At a time when some constituents of Jacksonville City Councilman Matt Schellenberg are hopping mad at him over a zoning issue, a bill authorizing a referendum seems like an interesting play.

And yet, that’s what Schellenberg seeks — with a bill in committees on Tuesday (Rules and Finance), a measure which would allow a third term, if approved by referendum, for the city’s constitutional officers, School Board members, and — yes — City Councilors like Schellenberg.

This debate has happened before, but for various logistical reasons, Council never pulled the trigger and authorized the measure.

In 2016, the concept hit Council committees for the first time.

Schellenberg expected “all 19 members” of Council to sell this as they did the 1/2 cent sales tax.

“We are the principal people behind these things. We understand why it’s done,” and “if you extend from two to three, it will actually save the city money” and be more “efficient.”

At that point, Schellenberg wanted to include the current group.
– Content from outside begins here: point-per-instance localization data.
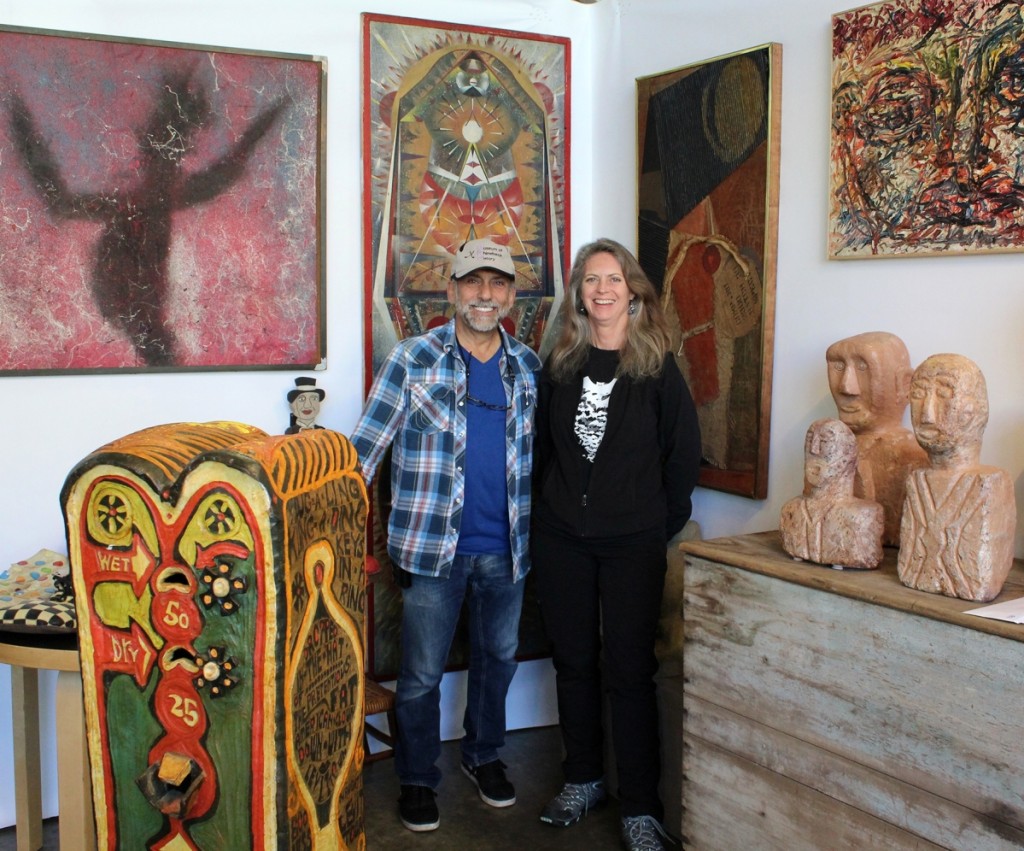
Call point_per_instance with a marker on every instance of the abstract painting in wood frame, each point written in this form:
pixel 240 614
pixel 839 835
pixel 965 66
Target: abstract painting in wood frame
pixel 162 206
pixel 465 133
pixel 927 145
pixel 708 225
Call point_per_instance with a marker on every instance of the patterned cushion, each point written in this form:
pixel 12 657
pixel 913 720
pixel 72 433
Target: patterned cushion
pixel 39 615
pixel 36 595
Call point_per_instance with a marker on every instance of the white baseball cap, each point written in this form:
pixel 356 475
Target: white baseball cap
pixel 482 254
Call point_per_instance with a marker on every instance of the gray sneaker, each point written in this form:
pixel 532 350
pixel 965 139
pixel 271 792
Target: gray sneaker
pixel 643 833
pixel 572 803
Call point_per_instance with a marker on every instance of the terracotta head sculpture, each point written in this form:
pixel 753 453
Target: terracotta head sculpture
pixel 829 459
pixel 869 378
pixel 949 410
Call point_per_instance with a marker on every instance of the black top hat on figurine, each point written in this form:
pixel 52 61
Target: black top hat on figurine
pixel 305 385
pixel 304 400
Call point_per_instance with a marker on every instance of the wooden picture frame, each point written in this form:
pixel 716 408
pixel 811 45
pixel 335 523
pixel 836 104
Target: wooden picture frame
pixel 165 206
pixel 927 151
pixel 708 231
pixel 466 134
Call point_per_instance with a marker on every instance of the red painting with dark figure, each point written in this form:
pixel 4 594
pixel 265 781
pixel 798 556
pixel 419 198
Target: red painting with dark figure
pixel 163 206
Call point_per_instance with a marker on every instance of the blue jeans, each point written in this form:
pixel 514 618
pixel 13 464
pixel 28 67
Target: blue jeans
pixel 430 612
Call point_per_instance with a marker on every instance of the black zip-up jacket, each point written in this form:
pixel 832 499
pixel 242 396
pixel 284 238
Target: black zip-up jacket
pixel 645 468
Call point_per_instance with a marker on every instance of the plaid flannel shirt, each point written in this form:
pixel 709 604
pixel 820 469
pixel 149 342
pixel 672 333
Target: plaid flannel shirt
pixel 418 403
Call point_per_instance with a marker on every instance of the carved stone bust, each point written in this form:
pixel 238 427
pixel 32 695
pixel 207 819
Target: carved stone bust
pixel 869 379
pixel 960 515
pixel 827 524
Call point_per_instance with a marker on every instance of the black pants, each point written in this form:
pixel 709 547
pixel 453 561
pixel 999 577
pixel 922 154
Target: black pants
pixel 606 593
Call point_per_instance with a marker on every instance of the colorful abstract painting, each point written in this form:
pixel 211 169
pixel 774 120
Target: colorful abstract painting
pixel 465 136
pixel 708 222
pixel 927 138
pixel 161 206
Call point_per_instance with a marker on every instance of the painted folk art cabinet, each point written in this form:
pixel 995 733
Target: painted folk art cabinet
pixel 219 580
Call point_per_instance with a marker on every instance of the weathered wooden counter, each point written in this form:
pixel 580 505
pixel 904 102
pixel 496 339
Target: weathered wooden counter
pixel 839 709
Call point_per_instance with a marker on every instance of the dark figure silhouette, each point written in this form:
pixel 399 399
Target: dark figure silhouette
pixel 130 279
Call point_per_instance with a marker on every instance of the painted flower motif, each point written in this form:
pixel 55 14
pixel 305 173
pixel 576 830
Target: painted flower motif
pixel 217 672
pixel 221 588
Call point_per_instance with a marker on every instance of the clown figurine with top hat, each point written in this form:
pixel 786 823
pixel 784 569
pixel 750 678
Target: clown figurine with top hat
pixel 304 400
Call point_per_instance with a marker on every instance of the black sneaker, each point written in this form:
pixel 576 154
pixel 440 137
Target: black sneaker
pixel 573 802
pixel 644 833
pixel 418 809
pixel 491 781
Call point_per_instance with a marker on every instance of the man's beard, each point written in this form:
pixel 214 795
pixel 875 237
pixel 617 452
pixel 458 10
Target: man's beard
pixel 476 322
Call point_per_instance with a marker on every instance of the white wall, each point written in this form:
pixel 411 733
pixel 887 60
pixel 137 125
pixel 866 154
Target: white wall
pixel 50 423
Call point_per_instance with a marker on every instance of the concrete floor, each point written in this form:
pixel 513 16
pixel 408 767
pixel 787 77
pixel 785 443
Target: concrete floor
pixel 534 759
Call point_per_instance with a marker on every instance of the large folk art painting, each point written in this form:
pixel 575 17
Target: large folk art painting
pixel 708 222
pixel 927 144
pixel 465 136
pixel 162 206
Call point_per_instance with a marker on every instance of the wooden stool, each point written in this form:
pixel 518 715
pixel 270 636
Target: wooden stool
pixel 379 700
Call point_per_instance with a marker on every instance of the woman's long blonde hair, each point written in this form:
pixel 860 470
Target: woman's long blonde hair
pixel 646 332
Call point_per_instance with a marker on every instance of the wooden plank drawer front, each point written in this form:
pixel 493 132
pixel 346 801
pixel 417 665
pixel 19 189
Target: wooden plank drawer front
pixel 922 700
pixel 830 791
pixel 730 804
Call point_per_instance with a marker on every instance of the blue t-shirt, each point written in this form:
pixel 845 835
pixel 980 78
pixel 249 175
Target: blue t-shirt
pixel 485 513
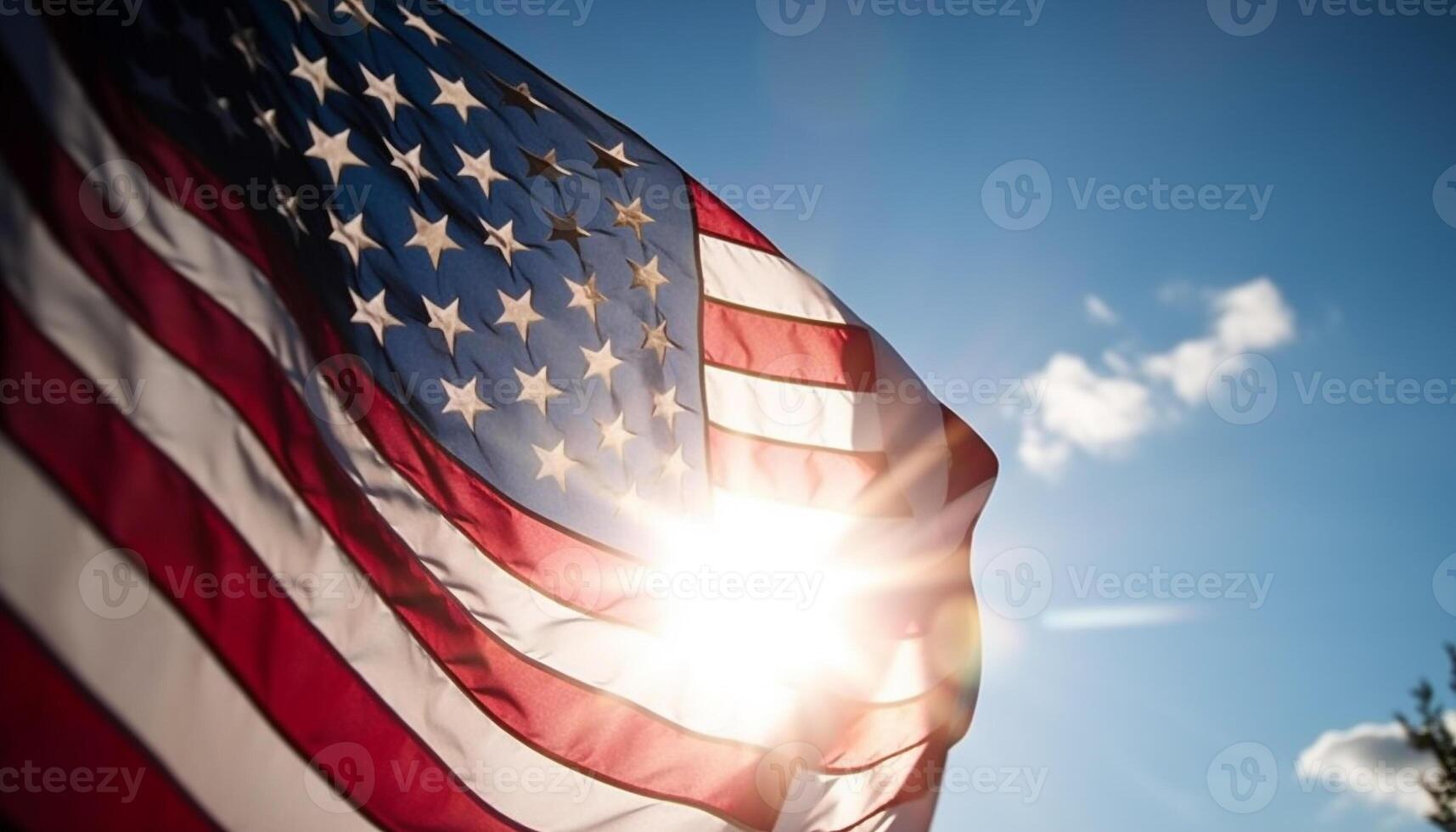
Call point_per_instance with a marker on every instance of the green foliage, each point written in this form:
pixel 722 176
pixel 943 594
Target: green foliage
pixel 1431 732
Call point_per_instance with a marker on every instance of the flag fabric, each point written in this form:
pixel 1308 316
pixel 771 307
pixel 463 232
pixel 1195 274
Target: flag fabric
pixel 391 439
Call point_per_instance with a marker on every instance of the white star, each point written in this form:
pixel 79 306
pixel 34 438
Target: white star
pixel 631 216
pixel 655 339
pixel 447 321
pixel 536 390
pixel 222 110
pixel 480 169
pixel 520 95
pixel 313 73
pixel 360 10
pixel 503 239
pixel 409 164
pixel 417 22
pixel 287 207
pixel 666 407
pixel 555 464
pixel 600 363
pixel 674 468
pixel 332 150
pixel 267 120
pixel 615 435
pixel 385 91
pixel 464 401
pixel 647 277
pixel 519 311
pixel 456 95
pixel 586 296
pixel 351 236
pixel 246 42
pixel 373 313
pixel 434 238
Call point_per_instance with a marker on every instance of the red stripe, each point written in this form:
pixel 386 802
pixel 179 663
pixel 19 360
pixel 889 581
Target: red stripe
pixel 788 349
pixel 545 710
pixel 855 734
pixel 717 219
pixel 817 477
pixel 525 544
pixel 973 462
pixel 50 722
pixel 264 640
pixel 558 716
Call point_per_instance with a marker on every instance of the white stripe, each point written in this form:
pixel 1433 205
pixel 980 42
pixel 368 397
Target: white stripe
pixel 802 414
pixel 150 669
pixel 576 646
pixel 219 452
pixel 822 803
pixel 749 277
pixel 660 675
pixel 914 816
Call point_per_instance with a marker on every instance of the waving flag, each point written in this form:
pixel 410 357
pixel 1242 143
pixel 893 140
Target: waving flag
pixel 395 441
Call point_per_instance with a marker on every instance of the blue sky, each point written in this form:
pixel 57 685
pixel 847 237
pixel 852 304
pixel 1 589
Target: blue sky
pixel 884 130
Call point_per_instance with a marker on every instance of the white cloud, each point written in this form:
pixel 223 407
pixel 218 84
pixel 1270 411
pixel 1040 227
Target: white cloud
pixel 1103 414
pixel 1099 312
pixel 1082 410
pixel 1248 317
pixel 1372 762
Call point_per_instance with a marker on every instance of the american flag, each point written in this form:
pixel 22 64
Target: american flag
pixel 392 439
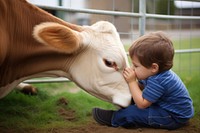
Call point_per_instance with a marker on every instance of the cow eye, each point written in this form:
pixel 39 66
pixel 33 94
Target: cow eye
pixel 109 63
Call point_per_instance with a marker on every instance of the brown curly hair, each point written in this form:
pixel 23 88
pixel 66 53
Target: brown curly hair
pixel 153 48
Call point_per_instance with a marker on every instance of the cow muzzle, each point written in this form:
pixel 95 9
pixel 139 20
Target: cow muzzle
pixel 122 101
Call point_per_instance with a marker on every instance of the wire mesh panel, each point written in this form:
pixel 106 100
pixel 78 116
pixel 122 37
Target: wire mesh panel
pixel 180 20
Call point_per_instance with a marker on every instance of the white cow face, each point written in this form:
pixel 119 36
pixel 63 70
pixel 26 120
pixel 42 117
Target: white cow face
pixel 99 59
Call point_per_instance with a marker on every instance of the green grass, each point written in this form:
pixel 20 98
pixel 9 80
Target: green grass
pixel 19 111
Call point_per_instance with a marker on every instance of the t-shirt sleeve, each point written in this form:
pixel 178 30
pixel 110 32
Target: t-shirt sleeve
pixel 153 91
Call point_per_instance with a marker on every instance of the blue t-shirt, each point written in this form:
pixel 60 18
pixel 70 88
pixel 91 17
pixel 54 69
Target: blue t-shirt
pixel 168 91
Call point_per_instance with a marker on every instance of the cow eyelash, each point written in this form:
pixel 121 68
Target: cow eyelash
pixel 109 63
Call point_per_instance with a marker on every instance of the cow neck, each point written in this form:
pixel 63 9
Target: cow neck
pixel 28 62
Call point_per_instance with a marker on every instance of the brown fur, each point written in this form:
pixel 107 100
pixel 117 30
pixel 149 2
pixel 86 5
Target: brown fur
pixel 20 54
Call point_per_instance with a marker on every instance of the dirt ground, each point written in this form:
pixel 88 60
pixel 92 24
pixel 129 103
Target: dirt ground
pixel 93 127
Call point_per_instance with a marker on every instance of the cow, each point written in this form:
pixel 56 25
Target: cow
pixel 34 43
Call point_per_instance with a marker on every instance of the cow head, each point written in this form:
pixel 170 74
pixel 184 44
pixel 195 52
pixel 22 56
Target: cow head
pixel 97 58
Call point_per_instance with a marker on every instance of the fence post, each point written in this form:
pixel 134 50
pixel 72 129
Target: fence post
pixel 142 19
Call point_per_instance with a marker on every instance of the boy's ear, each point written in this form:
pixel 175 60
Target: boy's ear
pixel 154 67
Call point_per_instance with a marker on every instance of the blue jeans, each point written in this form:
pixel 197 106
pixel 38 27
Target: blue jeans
pixel 152 116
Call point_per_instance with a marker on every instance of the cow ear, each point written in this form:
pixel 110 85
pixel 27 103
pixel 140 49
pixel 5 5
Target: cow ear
pixel 58 36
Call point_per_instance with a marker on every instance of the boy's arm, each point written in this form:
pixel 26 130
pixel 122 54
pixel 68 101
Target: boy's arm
pixel 135 89
pixel 136 92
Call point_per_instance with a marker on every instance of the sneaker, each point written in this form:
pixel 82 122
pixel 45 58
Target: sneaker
pixel 103 117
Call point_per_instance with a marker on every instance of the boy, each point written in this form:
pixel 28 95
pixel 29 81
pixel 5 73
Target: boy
pixel 161 100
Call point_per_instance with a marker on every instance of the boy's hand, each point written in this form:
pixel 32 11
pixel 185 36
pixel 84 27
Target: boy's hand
pixel 129 75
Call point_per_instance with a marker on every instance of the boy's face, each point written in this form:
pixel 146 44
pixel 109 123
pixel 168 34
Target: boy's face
pixel 141 71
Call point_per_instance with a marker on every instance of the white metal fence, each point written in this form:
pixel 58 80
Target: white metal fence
pixel 182 28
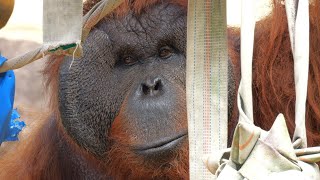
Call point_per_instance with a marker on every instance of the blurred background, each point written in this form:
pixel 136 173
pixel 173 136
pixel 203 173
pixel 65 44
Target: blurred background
pixel 24 33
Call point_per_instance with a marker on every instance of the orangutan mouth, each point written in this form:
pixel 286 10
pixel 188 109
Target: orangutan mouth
pixel 162 146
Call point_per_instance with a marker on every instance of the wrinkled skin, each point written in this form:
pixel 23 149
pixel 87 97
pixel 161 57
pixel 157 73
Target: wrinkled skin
pixel 128 90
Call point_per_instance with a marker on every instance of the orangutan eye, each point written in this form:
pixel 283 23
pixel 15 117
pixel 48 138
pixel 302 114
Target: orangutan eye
pixel 129 60
pixel 165 52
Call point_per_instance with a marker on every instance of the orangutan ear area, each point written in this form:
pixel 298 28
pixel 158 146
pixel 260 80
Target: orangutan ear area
pixel 119 112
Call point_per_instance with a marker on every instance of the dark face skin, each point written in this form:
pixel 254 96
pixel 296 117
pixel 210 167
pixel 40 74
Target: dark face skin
pixel 128 90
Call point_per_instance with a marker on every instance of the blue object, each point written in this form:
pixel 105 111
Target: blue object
pixel 9 126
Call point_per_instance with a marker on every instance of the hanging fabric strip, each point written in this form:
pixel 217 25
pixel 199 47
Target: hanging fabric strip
pixel 260 154
pixel 207 82
pixel 247 37
pixel 298 23
pixel 68 47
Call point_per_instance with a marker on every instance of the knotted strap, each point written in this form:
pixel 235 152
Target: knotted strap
pixel 258 154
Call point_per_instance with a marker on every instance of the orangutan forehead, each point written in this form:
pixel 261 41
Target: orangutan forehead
pixel 136 6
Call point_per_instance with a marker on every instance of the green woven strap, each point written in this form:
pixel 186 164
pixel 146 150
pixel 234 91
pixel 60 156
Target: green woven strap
pixel 207 82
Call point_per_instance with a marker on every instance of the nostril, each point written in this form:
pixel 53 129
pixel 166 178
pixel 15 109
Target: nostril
pixel 158 85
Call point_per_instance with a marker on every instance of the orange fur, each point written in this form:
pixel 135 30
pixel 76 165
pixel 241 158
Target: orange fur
pixel 35 157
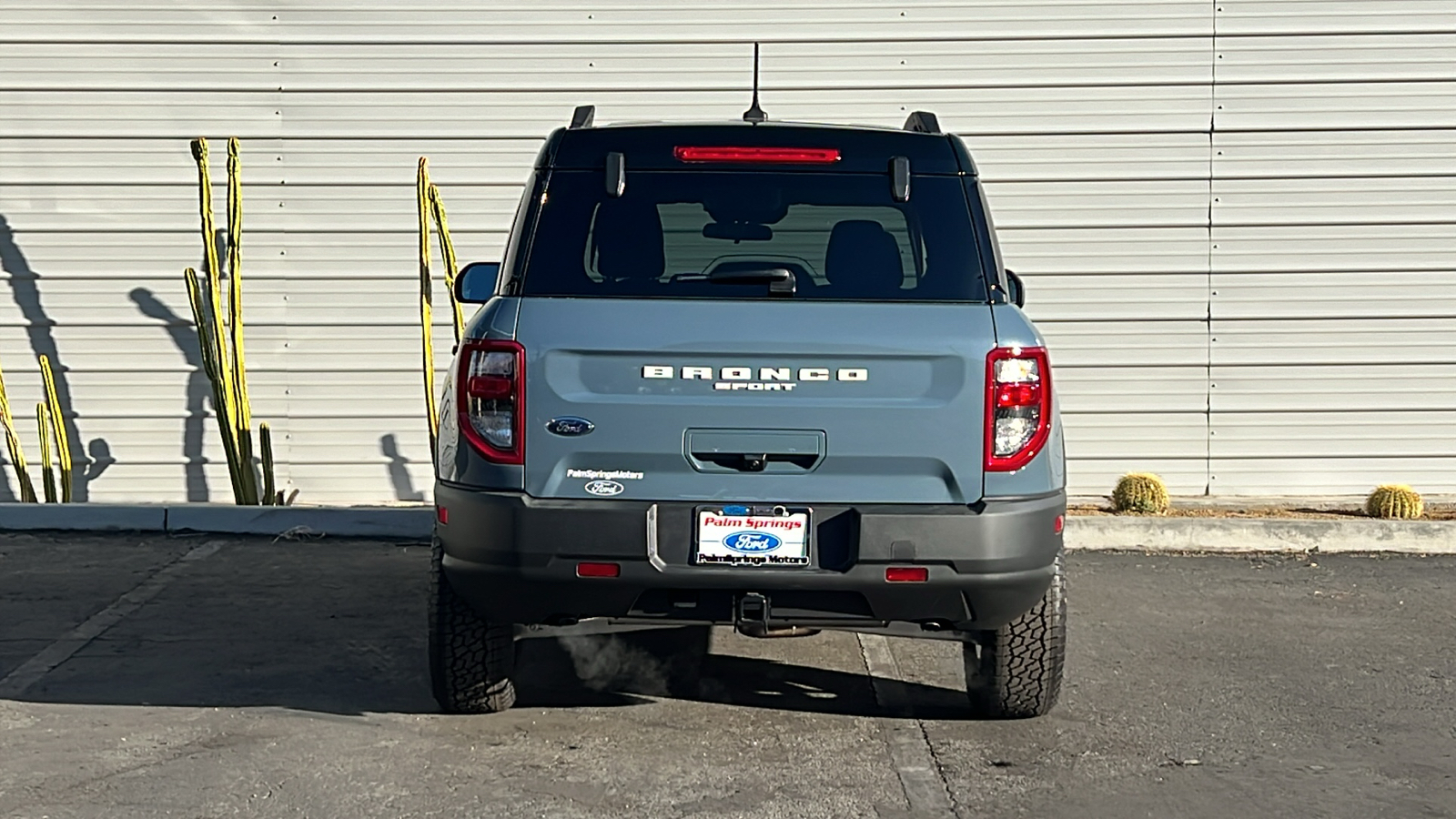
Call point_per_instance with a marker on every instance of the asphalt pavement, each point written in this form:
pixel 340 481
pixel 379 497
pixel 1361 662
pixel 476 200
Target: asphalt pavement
pixel 240 676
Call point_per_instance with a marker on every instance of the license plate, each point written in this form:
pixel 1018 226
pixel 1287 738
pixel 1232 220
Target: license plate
pixel 759 535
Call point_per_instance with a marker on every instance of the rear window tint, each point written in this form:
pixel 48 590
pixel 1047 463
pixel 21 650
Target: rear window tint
pixel 841 235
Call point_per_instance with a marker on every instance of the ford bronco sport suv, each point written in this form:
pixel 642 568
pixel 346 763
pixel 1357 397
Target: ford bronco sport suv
pixel 762 375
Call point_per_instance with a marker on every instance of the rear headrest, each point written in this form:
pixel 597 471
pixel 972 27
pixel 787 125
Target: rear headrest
pixel 864 258
pixel 628 239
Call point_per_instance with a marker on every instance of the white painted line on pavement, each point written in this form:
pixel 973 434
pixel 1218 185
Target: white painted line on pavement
pixel 909 748
pixel 21 680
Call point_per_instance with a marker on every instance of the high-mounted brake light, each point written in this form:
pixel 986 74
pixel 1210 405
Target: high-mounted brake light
pixel 1018 405
pixel 785 155
pixel 492 398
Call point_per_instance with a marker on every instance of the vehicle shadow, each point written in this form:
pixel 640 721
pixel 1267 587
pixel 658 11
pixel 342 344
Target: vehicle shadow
pixel 339 627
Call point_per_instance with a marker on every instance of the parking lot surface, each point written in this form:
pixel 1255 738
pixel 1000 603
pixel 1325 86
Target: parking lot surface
pixel 204 676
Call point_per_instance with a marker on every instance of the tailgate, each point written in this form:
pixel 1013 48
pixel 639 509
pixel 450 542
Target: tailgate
pixel 754 401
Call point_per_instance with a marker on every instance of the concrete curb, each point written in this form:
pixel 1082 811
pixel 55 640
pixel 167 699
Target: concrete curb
pixel 395 522
pixel 1084 532
pixel 1259 535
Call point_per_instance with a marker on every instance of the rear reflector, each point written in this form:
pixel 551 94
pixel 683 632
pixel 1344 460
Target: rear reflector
pixel 597 570
pixel 727 153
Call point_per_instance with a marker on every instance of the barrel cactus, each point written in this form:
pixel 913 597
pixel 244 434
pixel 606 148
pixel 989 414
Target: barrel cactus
pixel 1140 493
pixel 1395 500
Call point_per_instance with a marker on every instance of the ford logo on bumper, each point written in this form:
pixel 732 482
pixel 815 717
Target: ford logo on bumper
pixel 570 426
pixel 752 542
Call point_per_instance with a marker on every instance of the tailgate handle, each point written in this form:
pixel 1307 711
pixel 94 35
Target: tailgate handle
pixel 754 450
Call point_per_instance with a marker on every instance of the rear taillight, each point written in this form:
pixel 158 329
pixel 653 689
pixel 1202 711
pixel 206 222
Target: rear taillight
pixel 492 398
pixel 1018 405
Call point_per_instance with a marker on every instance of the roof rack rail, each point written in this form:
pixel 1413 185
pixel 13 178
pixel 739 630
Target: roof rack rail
pixel 922 123
pixel 582 116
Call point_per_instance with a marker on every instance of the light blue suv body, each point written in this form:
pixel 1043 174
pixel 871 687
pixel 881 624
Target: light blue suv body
pixel 762 375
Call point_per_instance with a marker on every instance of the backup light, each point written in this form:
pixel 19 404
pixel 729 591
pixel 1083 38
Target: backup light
pixel 766 155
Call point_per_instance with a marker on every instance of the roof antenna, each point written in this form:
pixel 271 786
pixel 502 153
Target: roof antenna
pixel 754 114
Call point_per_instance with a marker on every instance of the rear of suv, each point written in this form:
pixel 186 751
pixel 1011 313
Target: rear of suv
pixel 761 375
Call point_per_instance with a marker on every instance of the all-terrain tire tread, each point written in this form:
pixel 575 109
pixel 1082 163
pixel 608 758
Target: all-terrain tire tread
pixel 1016 671
pixel 470 661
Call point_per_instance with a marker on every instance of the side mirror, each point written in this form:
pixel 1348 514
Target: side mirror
pixel 1016 290
pixel 477 283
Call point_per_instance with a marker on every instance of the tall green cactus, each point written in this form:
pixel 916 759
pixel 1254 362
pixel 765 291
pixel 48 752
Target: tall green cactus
pixel 223 358
pixel 12 440
pixel 430 205
pixel 426 300
pixel 43 423
pixel 63 443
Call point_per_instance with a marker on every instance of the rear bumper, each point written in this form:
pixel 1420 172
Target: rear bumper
pixel 514 559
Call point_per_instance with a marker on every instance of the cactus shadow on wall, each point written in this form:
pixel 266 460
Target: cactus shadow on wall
pixel 26 292
pixel 398 470
pixel 198 389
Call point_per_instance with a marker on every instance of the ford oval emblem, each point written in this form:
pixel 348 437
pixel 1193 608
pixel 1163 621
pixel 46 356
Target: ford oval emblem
pixel 752 542
pixel 570 426
pixel 604 489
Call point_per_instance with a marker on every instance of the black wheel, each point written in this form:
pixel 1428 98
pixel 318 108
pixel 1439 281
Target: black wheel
pixel 1016 671
pixel 470 661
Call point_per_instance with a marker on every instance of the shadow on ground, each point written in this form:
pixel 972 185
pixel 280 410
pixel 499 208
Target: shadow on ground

“We have to wait 7 years for a whole new generation of people,” Schellenberg said, if the bill doesn’t include current Council members.

The legislation cleared committees in 2016, but was pulled, as the referendum would have competed with the pension reform referendum on the August ballot, and the Best Bet slots referendum on the November ballot.

With those referendums in the rear view mirror, it became clear to bring back the bill.

The bill was brought back to committee this summer with a substitute. The sub proposed three four-year terms, rather than the abolishment of term limits.

Not everyone was exactly sold.

“In four years, do we change it to four, maybe,” Council VP John Crescimbeni quipped.

Councilman Tommy Hazouri wanted an amendment to exempt current office holders, and vowed to introduce it at a time of his choosing.

Councilman Greg Anderson said he’d vote in favor of the sub, but not in favor of the bill.

“We owe [Schellenberg] the opportunity to make his case,” Anderson said.